After some shenanigans in London Holmes sends Sir Henry off to his estate with Dr. Watson tagging along to keep an eye on him. He claims he needs to finish another case, but the truth is Sherlock wishes to sneak into the village to investigate without anyone knowing he is there. After we are introduced to some locals aka. suspects the mystery starts to take shape. What appears to be a spectral beast referenced in a family curse turns out to have a much more mundane origin. Someone is after Sir Henry, but it isn’t some spiritual entity or family curse. Nope this is all about good old human greed.
I’ve read this story many times and have seen this as well as all the other adaptations of it so there wasn’t much mystery involved for me. But even if I hadn’t gone into it with that knowledge, I would say that this isn’t your typical Holmes story. There is far less deduction and collection of clues in The Hound of the Baskervilles as it leans more into the action with them running around the moors chasing down the things that go bump or actually howl in the night. Not only do we have the mysterious beast mentioned in the title but there is also an escaped murdered/lunatic. And the latter doesn’t even have anything to do with the main story!
Oh and make sure that you are watching the version that is eighty minutes long. There are other cuts out there that were made for television as well as removing a particularly controversial line. For those not familiar with the classic stories of Conan Doyle he had his detective addicted to cocaine, which was the only way he could relax and allow his mind to go idle. The last line of the uncut movie reflects this. “Oh, Watson… the needle.” It doesn’t add anything to the movie but I always prefer the original vision of the filmmakers.

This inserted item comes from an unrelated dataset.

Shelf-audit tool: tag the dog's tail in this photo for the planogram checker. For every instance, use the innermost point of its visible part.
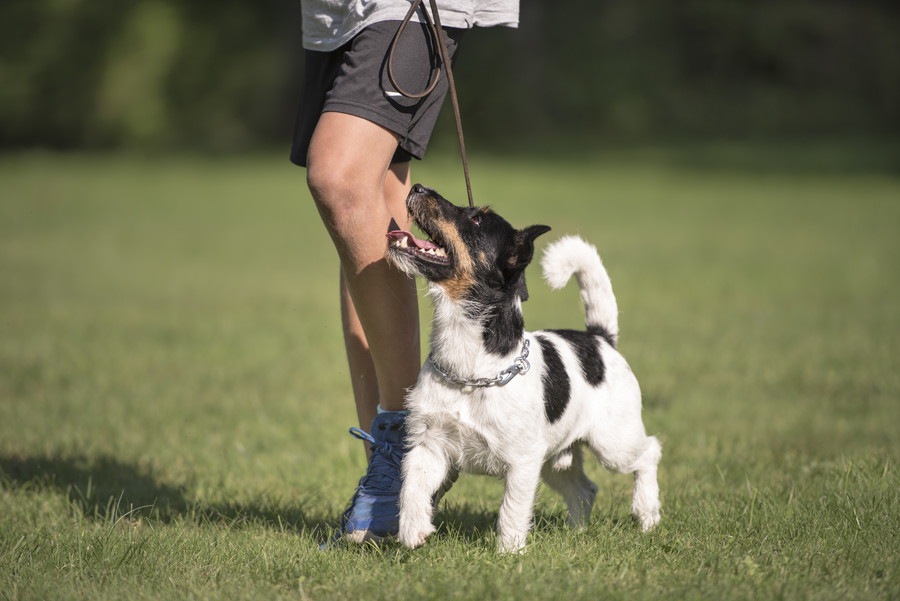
(570, 256)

The cast is solid with Basil Rathbone and Nigel Bruce appearing as Holmes and Watson respectively. They are great in this movie and have immediate chemistry. This is one of the main reasons that we ended up with another thirteen of these movies. That was despite of the mixed quality of the latter entries. There are also fun appearances from Lionel Atwill as Dr. Mortimer and John Carradine as Barryman the butler. Atwill would appear later in the series as Holmes’ nemesis Moriarty.
One more thing before I go. The elaborate sets used for this movie were reused for the Charlie Chan flick Castle in the Desert which I’ve already covered here. It is always fun to find little connections like this while doing research on my reviews.